Il ressort du dossier que la recourante a détaché deux travailleurs pour les 20 et 22 juillet 2015; les dates mentionnées par le SMIG dans ses observations sont fausses.

3.2.

Le 14 octobre 2015, l'ANCCT a demandé à la recourante de lui retourner un formulaire d'auto-déclaration pour les deux travailleurs concernés; ces documents mentionnaient l'obligation de joindre des justificatifs. La recourante a renvoyé les formulaires, mais pas les justificatifs. Par courriels des 8 janvier, 17 février et 2 mars 2016, l'ANCCT a demandé à la recourante de lui faire parvenir les fiches de salaire et les justificatifs de paiement. Le 11 mai 2016, le SMIG a envoyé un courrier par pli recommandé avec accusé de réception et par courriel à la recourante en lui indiquant qu'il envisageait de prononcer une interdiction d'offrir ses services en Suisse pendant une période allant de un à cinq ans et en lui donnant la possibilité de se prononcer à ce sujet.

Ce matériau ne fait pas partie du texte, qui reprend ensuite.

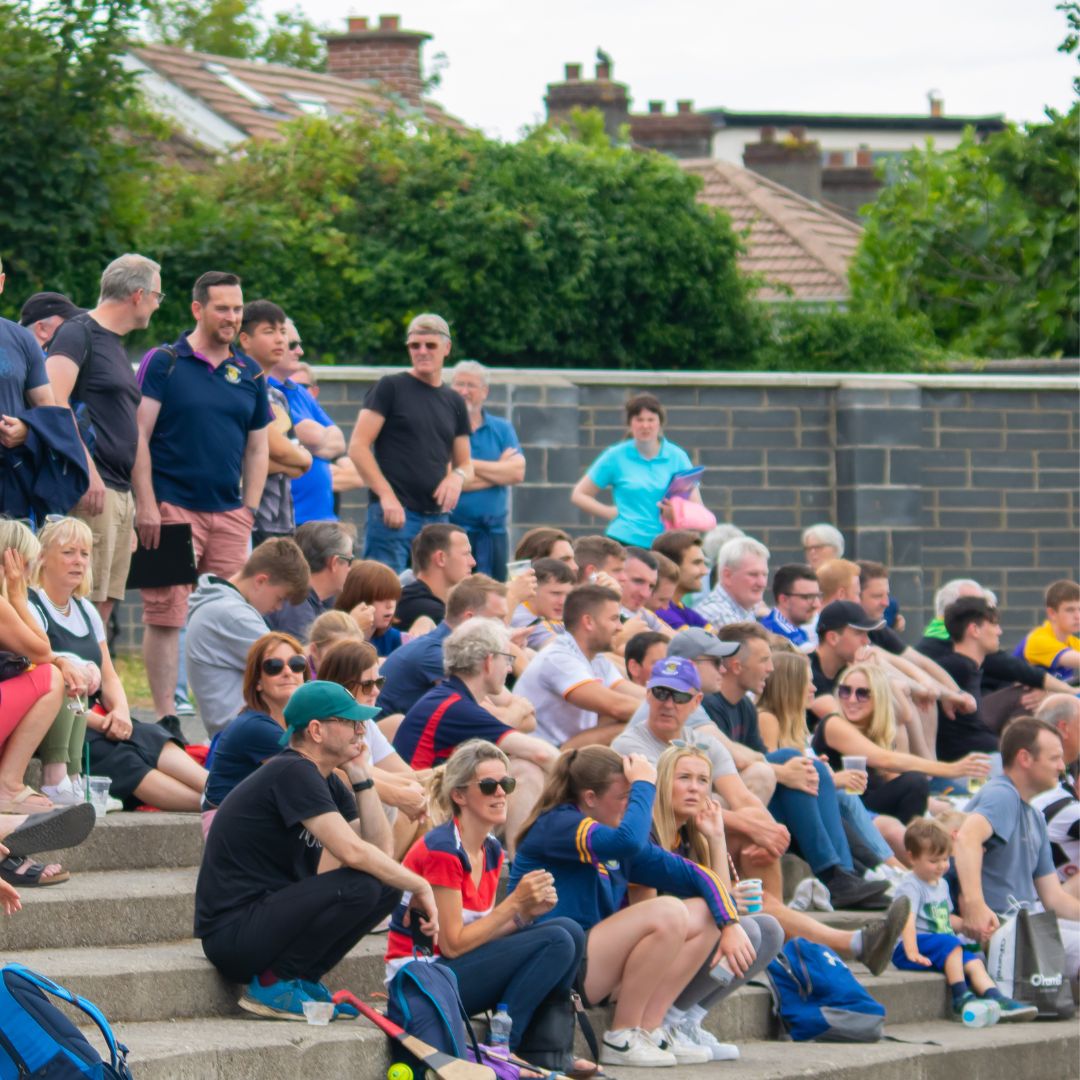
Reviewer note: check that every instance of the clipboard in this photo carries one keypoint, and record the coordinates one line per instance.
(171, 563)
(683, 483)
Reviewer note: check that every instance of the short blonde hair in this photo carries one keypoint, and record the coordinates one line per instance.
(59, 532)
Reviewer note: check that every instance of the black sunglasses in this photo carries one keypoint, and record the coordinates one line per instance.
(859, 692)
(274, 665)
(666, 693)
(488, 785)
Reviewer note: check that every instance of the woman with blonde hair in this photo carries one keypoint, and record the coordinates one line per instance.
(898, 781)
(144, 763)
(499, 952)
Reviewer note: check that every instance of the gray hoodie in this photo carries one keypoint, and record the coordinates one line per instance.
(221, 628)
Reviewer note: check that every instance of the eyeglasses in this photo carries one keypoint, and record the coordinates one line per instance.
(358, 726)
(666, 693)
(859, 692)
(488, 785)
(274, 665)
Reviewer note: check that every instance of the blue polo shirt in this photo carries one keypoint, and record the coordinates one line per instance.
(206, 415)
(487, 508)
(412, 671)
(313, 491)
(637, 486)
(441, 720)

Dans son recours, la recourante a relevé qu'elle n'avait pas reçu les courriels de l'ANCCT et la lettre du SMIG. Il ressort de l'accusé de réception que la recourante a reçu le courrier du 11 mai 2016 le 17 mai 2016. Même si elle n'avait pas reçu les courriels, ce qui est peu probable, la recourante elle-même ayant d'ailleurs indiqué que le fait que ces courriels n'aient pas pu être retrouvés était peut-être dû à une restructuration intervenue dans son secteur administratif, il est certain qu'elle a reçu le courrier du 11 mai 2016 et qu'elle savait donc qu'elle devait fournir les fiches de salaire et les justificatifs de paiement.

3.3.

Il ressort de ce qui précède que la recourante n'a pas fourni les documents demandés par l'ANCCT, puis par le SMIG. Elle a invoqué une restructuration intervenue dans la société; il s'agit là d'un problème d'organisation dont l'autorité de céans ne peut pas tenir compte. Il faut ainsi admettre que la recourante a violé l'article 7, alinéa 2, LDét. Elle s'est ainsi rendue coupable d'infraction à l'article 12, alinéa 1, lettre a, LDét et a été sanctionnée par le ministère public.

4.

4.1.

Conformément à l'article 9, alinéa 2, lettre b, LDét, "l'autorité cantonale () peut prendre les mesures suivantes: () en cas d'infraction visée à l'art. 12, al. 1, () interdire à l'entreprise ou à la personne concernée d'offrir ses services en Suisse pour une période d'un à cinq ans". L'article 12, alinéa 1, lettre a, LDét sanctionne pénalement "quiconque, en violation de l'obligation de renseigner, aura donné sciemment des renseignements inexacts ou aura refusé de donner des renseignements".

4.2.

La recourante n'ayant pas fourni les documents demandés, elle s'est rendue coupable d'infraction à l'article 12, alinéa 1, lettre a, LDét et doit ainsi faire l'objet d'une sanction en application de l'article 9, alinéa 2, lettre b, LDét.

4.3.

L'autorité peut interdire à une entreprise d'offrir ses services en Suisse pour une période d'un à cinq ans. Dans le cas d'espèce, elle a décidé de fixer la durée d'interdiction à 12 mois, soit au minimum prévu par la loi. La décision attaquée est ainsi conforme au droit et respecte le principe de la proportionnalité.

5.

Vu ce qui précède, le recours doit être rejeté et la décision attaquée confirmée. Le délai de 12 mois commencera à courir dès l'entrée en force de la présente décision.

6.

Conformément à l'article 47, alinéa 1, de la loi sur la procédure et la juridiction administratives (LPJA), du 27 juin 1979, la partie qui succombe est condamnée au paiement des frais de procédure, soit en l'espèce  660 francs. Il n'est pas alloué de dépens.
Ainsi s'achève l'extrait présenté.